When I read the story of Mary and Martha a couple of things stand out to me that may be new to you as well.

Martha is doing everything she should be doing. The other men (and women) around her would have seen her work, not as a distraction, but as her upholding her duty. If she was me, she would be meal prepping, washing, folding, and organizing the baby clothes, cleaning the house, decorating the nursery, writing up a birth plan, and documenting it all with perfectly snapped photos on her Instagram account. Martha was taking care of business, doing what needed to be done according to the expectations and customs of the time.

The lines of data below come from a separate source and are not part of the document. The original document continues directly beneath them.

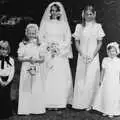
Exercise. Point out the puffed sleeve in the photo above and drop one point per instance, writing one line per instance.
(21, 49)
(66, 44)
(12, 70)
(100, 32)
(42, 32)
(104, 63)
(76, 34)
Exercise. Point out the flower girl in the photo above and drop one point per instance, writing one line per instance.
(31, 99)
(6, 76)
(108, 98)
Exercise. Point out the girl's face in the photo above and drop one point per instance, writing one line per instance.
(89, 15)
(54, 12)
(31, 33)
(112, 52)
(4, 51)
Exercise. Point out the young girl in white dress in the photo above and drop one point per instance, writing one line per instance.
(108, 98)
(55, 33)
(88, 37)
(6, 76)
(31, 89)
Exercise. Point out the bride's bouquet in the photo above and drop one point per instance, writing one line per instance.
(32, 69)
(53, 49)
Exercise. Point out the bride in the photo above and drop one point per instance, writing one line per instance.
(56, 35)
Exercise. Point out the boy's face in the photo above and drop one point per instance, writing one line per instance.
(4, 51)
(112, 52)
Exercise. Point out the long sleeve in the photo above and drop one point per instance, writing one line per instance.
(41, 33)
(12, 70)
(76, 34)
(66, 45)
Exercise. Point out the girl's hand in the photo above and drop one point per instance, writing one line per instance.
(4, 83)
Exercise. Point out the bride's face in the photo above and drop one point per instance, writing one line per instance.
(89, 14)
(55, 12)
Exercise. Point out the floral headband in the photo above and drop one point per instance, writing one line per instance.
(114, 44)
(56, 3)
(83, 12)
(31, 26)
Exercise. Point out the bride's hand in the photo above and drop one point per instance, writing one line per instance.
(89, 59)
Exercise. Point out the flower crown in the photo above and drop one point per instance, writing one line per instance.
(55, 3)
(114, 44)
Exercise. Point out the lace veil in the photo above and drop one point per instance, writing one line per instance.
(46, 16)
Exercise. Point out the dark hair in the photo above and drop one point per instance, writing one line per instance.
(88, 7)
(58, 10)
(110, 47)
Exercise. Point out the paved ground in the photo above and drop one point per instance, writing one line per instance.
(67, 114)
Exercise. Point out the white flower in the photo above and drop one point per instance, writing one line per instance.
(114, 44)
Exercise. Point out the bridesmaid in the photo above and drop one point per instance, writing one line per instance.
(31, 90)
(88, 37)
(6, 77)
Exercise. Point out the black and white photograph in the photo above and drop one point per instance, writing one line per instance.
(59, 60)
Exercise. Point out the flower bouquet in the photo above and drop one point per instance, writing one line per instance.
(53, 49)
(32, 69)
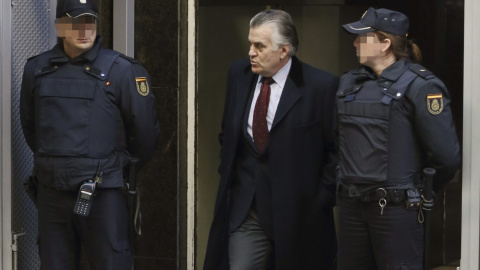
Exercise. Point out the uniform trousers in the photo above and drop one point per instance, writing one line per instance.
(103, 233)
(249, 247)
(369, 240)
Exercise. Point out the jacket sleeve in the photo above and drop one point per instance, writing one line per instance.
(137, 105)
(27, 106)
(330, 153)
(435, 129)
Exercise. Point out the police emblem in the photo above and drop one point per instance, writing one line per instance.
(142, 86)
(435, 103)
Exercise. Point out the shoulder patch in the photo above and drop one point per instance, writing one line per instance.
(130, 59)
(421, 71)
(435, 103)
(142, 86)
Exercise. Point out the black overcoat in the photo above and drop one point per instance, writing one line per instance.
(297, 181)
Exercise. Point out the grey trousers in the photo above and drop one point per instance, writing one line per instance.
(249, 246)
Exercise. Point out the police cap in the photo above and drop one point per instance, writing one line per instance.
(381, 19)
(76, 8)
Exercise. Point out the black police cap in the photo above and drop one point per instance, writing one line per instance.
(76, 8)
(385, 20)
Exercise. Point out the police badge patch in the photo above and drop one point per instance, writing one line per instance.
(142, 85)
(435, 103)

Martha was probably not the only one who thought Mary needed correcting. The other people in the room probably thought it odd and perhaps even inappropriate that a woman was sitting, listening to what Jesus was saying instead of helping with the duties. Her place was next to Martha, and Martha would not have been the only one to notice that empty space. Society uses a very different measuring stick than God, and it can be really difficult to quiet those voices and expectations in your head. For most of us, we have been raised with these voices and measuring sticks as normal, and it is hard to go against the grain and to make a choice you know is wise but can look foolish to everyone else. In my mind, I imagine Mary got some snarky looks and heard others whispering behind her, but she kept her eyes and ears focused on Jesus.

My favourite part of this story is when Jesus says “Martha, Martha.” He doesn’t just say her name once and carry on. He says her name twice. I picture Jesus saying her name tenderly as he shakes his head ever so slightly in a knowing way. He knows us so intimately, he knows Martha’s heart is well-intentioned to serve, to take care of the guests in her home, to do her duty. He knows she is tired from doing it all on her own. He knows that like a child she just couldn’t quite see what her choices could mean. He says her name twice so she really hears Him, to catch her ear. In her busyness, in her frantic haze, He says her name twice to break through and get her to pause to hear what He has to say because what He is about to say will change everything if she would just take a moment to listen. She comes to Jesus for a quick fix, to get Mary to help and I picture her almost starting to rush away, trusting He will send Mary in after her, but the “Martha, Martha” stops her in her tracks.

I love how God’s word always remains true, whether it feels like coming home to familiar passages or stepping into new territory. I love how you can read the same story over and over again and each time the Spirit meets you there with something new. God’s word never grows tired, it never grows stale and stagnant, because God’s word is alive.

So as I sit here typing, I feel that nudge and hear that whisper, “Alicia, Alicia.” I know I need to take my own advice and turn toward that familiar voice instead of all the “shoulds” that surround me.

May we be women that are free from the pressure and guilt Martha felt, and instead find peace in the presence of that voice and allow things to be undone or messy if that voice is calling us to engage with His bigger better plan. May that voice become more and more familiar and discernable in our noisy lives. May our eyes and ears stay focused on Him as the other voices around us try to distract and discourage us.